日本プロ野球界に燦然と輝く偉大な記録を打ち立てた、元阪急ブレーブスの高井保弘氏が、2019年12月13日に腎不全のため74歳でこの世を去りました。高井氏といえば、勝負どころで登場し、一振りで試合の流れを変えてしまう「究極の代打男」として、多くの野球ファンの記憶に刻まれているレジェンドです。

高井氏は、1964年に阪急ブレーブスに入団しました。当時の阪急は黄金時代へと向かう過渡期にありましたが、彼はその類まれなる長打力を武器に、代打としての地位を確立していきます。通算で記録した27本もの代打本塁打は、現在も破られることのない日本プロ野球界の金字塔であり、かつては世界記録としても認定されていました。

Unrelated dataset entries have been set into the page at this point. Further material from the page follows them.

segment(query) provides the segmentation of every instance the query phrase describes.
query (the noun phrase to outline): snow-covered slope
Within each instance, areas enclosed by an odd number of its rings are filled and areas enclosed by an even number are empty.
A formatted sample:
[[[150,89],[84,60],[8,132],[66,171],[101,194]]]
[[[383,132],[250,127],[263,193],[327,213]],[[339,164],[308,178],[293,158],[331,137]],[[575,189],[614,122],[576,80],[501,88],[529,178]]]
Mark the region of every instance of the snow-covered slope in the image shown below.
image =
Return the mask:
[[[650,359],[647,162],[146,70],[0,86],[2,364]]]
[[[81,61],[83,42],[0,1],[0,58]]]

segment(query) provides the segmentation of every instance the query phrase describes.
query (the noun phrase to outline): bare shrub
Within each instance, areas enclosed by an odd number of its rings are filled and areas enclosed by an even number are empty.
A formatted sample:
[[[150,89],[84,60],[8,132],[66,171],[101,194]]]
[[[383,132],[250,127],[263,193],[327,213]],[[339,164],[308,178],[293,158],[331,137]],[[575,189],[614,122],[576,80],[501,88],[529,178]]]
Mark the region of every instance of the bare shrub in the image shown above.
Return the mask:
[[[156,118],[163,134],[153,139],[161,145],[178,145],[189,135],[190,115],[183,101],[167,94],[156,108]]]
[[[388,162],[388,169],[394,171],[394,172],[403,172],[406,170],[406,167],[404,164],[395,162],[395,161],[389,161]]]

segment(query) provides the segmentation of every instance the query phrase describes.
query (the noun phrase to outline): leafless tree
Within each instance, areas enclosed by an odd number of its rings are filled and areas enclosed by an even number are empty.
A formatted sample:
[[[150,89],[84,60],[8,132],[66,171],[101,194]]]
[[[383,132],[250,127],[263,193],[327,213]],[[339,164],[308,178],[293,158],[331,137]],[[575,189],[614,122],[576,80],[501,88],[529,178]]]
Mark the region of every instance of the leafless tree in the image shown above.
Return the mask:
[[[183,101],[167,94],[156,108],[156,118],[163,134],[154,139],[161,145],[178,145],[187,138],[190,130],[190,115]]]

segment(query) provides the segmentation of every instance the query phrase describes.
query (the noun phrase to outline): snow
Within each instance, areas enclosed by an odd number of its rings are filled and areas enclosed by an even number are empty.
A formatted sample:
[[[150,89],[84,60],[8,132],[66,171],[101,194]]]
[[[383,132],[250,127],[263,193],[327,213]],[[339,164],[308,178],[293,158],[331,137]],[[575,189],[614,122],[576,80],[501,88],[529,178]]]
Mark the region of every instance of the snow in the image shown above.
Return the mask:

特に語り草となっているのは、1974年のオールスターゲームで見せた劇的な一打でしょう。史上初となる「代打サヨナラ本塁打」を放ち、全国のファンを熱狂させたあの瞬間は、まさに「代打の神様」としての真骨頂でした。SNS上では、当時の勇姿を懐かしむ声とともに、「名前を聞くだけでワクワクした」「まさに仕事人の鑑だった」と、その死を悼む声が相次いでいます。

ここで「代打」という役割について少し解説しましょう。これは、試合中に打者に代わって打席に立つ控え選手を指しますが、ベンチで待機し続け、冷えた体でいきなり一線級の投手に立ち向かうのは至難の業です。高井氏はこの過酷な役割に誇りを持ち、独自の打撃理論で「一打席」に全てを賭ける精神を磨き上げ、1977年には指名打者としてベストナインを受賞するほどの活躍を見せました。

私は、現代の野球における「分業制」の先駆けとなったのは、まさに彼のような専門職としてのプライドを持った選手だと考えます。現在のDH制(指名打者制度)や代打専門のスペシャリストが評価される土壌は、彼が築いた功績の上に成り立っているといっても過言ではありません。一振りの重みを知る職人が去ったことは、球界にとって大きな損失といえるでしょう。

なお、高井保弘氏の最後のお別れの場となる告別式は、2019年12月15日の午後0時30分より、兵庫県西宮市のエテルノ西宮にて執り行われる予定です。喪主は妻の安枝さんが務められます。長年にわたり、私たちに夢と興奮を与えてくれた稀代のアーチストに、心からの感謝を込めて哀悼の意を表したいと思います。